Type: Task Priority: Major - P3
Reporter: Tommaso Tocci Assignee: Tommaso Tocci
Resolution: Fixed Votes: 0
Labels: PM-1645-Milestone-1
Remaining Estimate: Not Specified
Time Spent: Not Specified
Original Estimate: Not Specified

Issue Links:
Depends
depends on SERVER-47974 Introduce ScopedShardVersionCriticalS... Closed
depends on SERVER-47975 Optimize ScopedShardVersionCriticalSe... Closed
is depended on by SERVER-48589 Ensure migration recovery is complete... Closed
is depended on by SERVER-45983 Perform the shardVersion recovery and... Closed
is depended on by SERVER-47982 Change the shard version update proce... Closed
is depended on by SERVER-47986 Introduce a thread to complete the sh... Closed
Problem/Incident
causes SERVER-48883 Range deletion recovery can invalidat... Closed
Related
is related to SERVER-47986 Introduce a thread to complete the sh... Closed
Backwards Compatibility: Fully Compatible
Sprint: Sharding 2020-05-18, Sharding 2020-06-01, Sharding 2020-06-15
Participants:
Linked BF Score: 38

 Description   

The sharding migration commit protocol does not perform a proper 2-phase commit in order to have the minimum possible latency impact in the steady state.
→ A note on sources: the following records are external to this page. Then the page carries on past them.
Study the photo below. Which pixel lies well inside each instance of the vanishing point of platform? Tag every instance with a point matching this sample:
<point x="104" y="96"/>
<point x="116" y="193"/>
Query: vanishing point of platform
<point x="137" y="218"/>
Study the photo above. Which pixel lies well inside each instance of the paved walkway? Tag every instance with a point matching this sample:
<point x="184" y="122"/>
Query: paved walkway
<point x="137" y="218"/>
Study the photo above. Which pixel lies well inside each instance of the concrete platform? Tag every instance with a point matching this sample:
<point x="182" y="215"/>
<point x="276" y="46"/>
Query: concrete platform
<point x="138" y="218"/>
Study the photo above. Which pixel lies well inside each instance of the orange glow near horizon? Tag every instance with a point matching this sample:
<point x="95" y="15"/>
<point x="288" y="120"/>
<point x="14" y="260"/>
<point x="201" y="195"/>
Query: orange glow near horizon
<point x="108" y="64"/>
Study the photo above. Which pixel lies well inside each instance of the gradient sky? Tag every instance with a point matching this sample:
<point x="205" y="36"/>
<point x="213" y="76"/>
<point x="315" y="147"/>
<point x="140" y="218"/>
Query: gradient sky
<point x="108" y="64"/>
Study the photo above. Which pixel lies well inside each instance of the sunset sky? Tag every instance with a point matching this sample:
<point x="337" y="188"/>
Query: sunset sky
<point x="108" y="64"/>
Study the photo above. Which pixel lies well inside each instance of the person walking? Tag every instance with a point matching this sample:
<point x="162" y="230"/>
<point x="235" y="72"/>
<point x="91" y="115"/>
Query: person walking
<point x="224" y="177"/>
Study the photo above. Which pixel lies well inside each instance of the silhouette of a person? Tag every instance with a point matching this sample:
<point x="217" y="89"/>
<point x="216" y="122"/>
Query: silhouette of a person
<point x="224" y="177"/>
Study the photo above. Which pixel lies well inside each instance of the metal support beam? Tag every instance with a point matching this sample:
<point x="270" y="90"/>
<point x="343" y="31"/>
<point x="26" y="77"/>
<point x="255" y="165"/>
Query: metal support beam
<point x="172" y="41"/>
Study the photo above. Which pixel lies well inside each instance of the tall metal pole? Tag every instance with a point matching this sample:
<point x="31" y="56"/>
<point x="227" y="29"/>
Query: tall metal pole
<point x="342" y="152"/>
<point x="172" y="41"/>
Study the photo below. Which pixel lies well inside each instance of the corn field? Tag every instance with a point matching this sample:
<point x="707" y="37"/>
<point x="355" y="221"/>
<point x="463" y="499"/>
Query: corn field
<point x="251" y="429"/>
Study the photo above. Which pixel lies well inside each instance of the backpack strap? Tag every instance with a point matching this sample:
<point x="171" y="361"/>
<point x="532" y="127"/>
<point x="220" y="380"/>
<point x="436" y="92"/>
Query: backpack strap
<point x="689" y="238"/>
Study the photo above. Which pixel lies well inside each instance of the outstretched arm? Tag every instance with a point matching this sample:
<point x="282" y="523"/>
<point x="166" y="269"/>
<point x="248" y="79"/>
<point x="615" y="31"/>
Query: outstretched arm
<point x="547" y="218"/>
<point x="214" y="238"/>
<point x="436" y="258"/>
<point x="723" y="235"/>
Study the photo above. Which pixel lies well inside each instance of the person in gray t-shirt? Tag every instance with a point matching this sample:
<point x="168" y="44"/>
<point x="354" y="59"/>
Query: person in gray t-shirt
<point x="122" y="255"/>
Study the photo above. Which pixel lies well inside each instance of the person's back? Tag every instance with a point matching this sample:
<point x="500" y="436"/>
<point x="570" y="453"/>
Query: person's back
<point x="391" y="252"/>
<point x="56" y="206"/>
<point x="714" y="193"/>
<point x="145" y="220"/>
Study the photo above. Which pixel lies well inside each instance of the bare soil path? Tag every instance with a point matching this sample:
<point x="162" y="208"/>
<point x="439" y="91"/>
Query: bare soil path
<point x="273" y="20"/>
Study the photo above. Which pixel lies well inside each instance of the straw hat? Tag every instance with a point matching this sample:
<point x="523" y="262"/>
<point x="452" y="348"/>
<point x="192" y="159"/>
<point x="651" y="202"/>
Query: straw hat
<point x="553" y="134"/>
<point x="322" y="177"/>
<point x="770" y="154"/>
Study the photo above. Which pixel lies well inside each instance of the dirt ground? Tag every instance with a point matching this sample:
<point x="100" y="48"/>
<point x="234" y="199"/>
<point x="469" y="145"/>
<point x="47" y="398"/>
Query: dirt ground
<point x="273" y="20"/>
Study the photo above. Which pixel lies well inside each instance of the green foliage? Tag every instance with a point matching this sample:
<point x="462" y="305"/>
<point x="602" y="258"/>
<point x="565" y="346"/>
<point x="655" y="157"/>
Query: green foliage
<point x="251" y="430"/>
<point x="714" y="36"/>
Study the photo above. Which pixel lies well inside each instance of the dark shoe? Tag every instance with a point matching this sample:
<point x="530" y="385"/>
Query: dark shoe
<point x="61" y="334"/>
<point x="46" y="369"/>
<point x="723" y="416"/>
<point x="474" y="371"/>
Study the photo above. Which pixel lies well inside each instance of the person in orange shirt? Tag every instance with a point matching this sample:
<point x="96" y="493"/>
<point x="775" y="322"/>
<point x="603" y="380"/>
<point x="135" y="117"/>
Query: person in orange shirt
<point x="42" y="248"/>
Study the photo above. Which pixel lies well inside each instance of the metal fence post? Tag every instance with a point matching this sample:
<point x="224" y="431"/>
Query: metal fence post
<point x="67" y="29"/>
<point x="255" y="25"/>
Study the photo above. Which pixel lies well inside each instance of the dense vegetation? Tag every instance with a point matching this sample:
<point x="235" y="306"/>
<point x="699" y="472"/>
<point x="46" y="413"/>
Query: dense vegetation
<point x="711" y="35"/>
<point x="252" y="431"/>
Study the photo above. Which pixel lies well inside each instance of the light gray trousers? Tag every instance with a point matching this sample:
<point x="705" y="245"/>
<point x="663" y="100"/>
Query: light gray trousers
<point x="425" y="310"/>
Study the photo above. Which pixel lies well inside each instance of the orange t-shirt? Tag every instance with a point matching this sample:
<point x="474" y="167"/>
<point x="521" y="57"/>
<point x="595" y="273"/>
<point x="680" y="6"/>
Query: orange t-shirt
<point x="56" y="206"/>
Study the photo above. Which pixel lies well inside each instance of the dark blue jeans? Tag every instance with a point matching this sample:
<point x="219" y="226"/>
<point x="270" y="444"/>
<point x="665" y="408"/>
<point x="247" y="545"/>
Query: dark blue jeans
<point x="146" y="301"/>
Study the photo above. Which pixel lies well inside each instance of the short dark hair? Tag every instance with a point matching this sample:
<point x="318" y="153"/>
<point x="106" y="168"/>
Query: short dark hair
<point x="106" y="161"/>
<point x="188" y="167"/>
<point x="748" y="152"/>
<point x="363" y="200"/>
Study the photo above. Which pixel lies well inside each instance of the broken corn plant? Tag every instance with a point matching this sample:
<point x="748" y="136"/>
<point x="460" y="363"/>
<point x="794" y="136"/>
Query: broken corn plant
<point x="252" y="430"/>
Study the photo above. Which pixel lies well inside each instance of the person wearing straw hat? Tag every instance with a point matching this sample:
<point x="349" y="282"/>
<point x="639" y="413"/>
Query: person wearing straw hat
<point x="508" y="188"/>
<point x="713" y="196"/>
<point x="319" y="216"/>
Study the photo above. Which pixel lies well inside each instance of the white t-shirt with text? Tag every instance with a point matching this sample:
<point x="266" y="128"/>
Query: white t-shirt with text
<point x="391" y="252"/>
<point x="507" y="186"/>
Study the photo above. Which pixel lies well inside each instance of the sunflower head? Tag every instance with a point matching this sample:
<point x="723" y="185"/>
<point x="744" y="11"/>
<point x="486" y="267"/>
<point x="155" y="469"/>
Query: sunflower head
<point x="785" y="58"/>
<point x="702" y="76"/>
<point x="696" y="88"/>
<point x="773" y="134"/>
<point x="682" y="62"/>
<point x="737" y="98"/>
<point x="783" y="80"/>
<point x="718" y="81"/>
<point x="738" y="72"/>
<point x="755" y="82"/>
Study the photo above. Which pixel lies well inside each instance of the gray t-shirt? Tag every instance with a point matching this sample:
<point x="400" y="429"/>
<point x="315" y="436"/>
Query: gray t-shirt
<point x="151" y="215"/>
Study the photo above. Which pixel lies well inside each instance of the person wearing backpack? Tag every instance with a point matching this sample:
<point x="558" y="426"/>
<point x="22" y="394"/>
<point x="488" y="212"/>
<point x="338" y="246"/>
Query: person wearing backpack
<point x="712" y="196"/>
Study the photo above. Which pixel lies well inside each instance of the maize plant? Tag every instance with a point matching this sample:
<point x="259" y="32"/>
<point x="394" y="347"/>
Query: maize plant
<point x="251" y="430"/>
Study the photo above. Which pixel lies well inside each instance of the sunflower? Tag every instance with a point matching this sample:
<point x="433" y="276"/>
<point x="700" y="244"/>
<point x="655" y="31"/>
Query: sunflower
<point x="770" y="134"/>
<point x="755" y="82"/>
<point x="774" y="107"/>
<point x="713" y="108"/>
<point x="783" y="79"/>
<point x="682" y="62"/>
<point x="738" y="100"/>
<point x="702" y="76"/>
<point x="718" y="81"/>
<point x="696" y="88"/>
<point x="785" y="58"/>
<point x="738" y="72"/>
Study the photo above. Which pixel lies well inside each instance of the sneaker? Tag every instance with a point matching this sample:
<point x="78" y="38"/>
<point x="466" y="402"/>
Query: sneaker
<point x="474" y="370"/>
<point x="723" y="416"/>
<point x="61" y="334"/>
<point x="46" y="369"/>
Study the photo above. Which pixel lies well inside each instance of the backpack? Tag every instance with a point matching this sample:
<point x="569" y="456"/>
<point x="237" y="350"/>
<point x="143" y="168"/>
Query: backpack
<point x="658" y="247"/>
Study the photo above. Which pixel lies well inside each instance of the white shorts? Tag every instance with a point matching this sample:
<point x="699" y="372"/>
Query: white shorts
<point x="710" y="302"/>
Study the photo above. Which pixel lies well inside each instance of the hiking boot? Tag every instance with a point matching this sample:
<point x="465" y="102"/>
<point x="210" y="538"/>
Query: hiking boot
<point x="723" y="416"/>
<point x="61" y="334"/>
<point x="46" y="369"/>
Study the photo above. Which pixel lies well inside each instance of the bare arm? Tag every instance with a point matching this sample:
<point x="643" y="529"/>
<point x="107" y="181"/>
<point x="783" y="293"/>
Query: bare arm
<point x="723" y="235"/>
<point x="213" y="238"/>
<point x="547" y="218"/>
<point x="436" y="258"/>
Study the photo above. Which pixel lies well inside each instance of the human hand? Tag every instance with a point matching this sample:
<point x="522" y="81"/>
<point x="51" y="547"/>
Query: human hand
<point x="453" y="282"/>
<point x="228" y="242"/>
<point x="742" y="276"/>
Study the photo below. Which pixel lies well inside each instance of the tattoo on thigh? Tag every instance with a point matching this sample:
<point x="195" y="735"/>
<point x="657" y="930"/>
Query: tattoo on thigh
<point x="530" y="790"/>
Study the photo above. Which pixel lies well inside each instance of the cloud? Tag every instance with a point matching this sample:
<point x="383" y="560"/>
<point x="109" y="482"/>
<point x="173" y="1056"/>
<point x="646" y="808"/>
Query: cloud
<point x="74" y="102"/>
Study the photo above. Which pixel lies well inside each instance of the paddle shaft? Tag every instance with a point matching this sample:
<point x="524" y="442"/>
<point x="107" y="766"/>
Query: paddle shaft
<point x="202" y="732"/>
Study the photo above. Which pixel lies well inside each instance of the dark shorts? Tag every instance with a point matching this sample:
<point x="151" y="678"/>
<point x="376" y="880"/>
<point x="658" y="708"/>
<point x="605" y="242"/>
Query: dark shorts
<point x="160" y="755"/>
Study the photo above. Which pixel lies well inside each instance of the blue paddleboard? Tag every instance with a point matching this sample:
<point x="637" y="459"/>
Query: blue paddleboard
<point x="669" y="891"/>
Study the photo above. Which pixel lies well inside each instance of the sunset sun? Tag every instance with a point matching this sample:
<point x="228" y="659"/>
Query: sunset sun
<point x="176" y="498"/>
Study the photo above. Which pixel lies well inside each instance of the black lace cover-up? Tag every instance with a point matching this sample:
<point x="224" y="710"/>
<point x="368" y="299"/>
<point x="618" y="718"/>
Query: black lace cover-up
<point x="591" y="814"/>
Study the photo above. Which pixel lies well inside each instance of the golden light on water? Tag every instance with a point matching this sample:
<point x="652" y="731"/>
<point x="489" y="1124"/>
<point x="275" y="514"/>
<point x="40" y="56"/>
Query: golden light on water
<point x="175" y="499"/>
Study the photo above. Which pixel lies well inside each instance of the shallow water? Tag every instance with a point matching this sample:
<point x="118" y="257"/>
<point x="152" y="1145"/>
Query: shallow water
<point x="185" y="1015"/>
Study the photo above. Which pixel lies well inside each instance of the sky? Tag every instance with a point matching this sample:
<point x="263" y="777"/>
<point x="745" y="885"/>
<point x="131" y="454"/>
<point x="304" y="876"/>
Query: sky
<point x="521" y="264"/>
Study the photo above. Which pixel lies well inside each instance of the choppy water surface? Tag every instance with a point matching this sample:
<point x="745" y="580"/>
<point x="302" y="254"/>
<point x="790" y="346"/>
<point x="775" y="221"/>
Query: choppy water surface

Because of this, the following theoretical sequence of events is possible:

  • The current primary of a shard is just about to commit migration against the config server
  • A new primary is elected, which refreshes from the config server before the commit from the previous primary has reached it
  • The new primary sees old shardVersion (and as a result also filtering metadata) and incorrectly accepts writes which are supposed to go to a different shard

The RangeDeleter project implemented a command to bump a chunk's shard version and also added a check for chunk version equality as part of the migration commit. We should package that logic into an asynchronous task and make sure that forceFilteringMetadataRefresh executes that recovery logic before accepting the shardVersion returned from the config server.



 Comments   
Comment by Githook User [ 03/Jun/20 ]

Author:

{'name': 'Tommaso Tocci', 'email': 'tommaso.tocci@mongodb.com', 'username': 'toto-dev'}

Message: SERVER-47985 Implement recovery of a shard's `shardVersion` before it is allowed to perform version checking
Branch: master
https://github.com/mongodb/mongo/commit/f7c2b0c472b9c0ed9e12301cc5951ecf9f886722

Generated at Thu Feb 08 05:15:47 UTC 2024 using Jira 9.7.1#970001-sha1:2222b88b221c4928ef0de3161136cc90c8356a66.